Bone broth, round 2. I roasted my 2 pounds of marrow bones in the oven at 350 degrees for 30 minutes. Then I added them to my crock pot along with some chopped carrots and onions. (I didn’t use celery, I really despise celery and don’t see that it has any redeeming qualities. Any culinary professionals, feel free to try and convince me I am wrong). I tossed in a couple tablespoons of vinegar and pinch of rosemary and thyme. No garlic this time. I put the crock pot right under the kitchen window, opened the window wide, programed the cooker for 24hrs on low, and crossed my fingers. The next morning there was a faintly unpleasant smell in the air, but it was not overwhelming.
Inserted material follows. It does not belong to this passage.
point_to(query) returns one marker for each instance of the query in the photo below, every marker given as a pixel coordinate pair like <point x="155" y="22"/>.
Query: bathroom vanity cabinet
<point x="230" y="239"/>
Thank God for windows. I got up the courage to open the crock pot and smelled what I had created. It definitely wasn’t what I would call a pleasant smell, but it wasn’t terrible either. At the very least I didn’t gag. I strained out all the solid gunk and tossed it outside for the dog. The dog wonders why he gets two birthdays in one month. I might need to get a second dog. Paleo eating is definitely generating more meat scraps than my little 35 pound Shiba can keep up with. In any case, after removing all the solid stuff, the smell of the remaining broth although still not pleasant, is at least very faint. This was definitely not something that I was going to warm in a mug for breakfast, but I decided I would attempt to make it into a stew. I used a recipe I’ve used many times before because I know how it comes out and know that I like it a lot. It would be easy to tell how the bone broth affected it one way or the other. And let me just say, the stew turned out amazing! It was so rich and flavorful, far better than any of the times I had made it in the past with store bought broth. And it didn’t have even a trace of the unpleasant character of the original bone broth. And so, for any of you wondering about making a bone broth, or for those of you who like me have tried and thought that the result couldn’t possibly be anything edible, I tell you there is hope. It works, and it can be made into something super tasty. I still don’t think I will be able to drink the stuff straight anytime soon, but I am looking forward to a winter filled with soups and stews on the menu a couple of times a week.
I would love to hear any tips, advice or comments on different/better ways to do a bone broth from any professional cooks or other foodies out there. Maybe I am still missing something that would make the cup of broth palatable?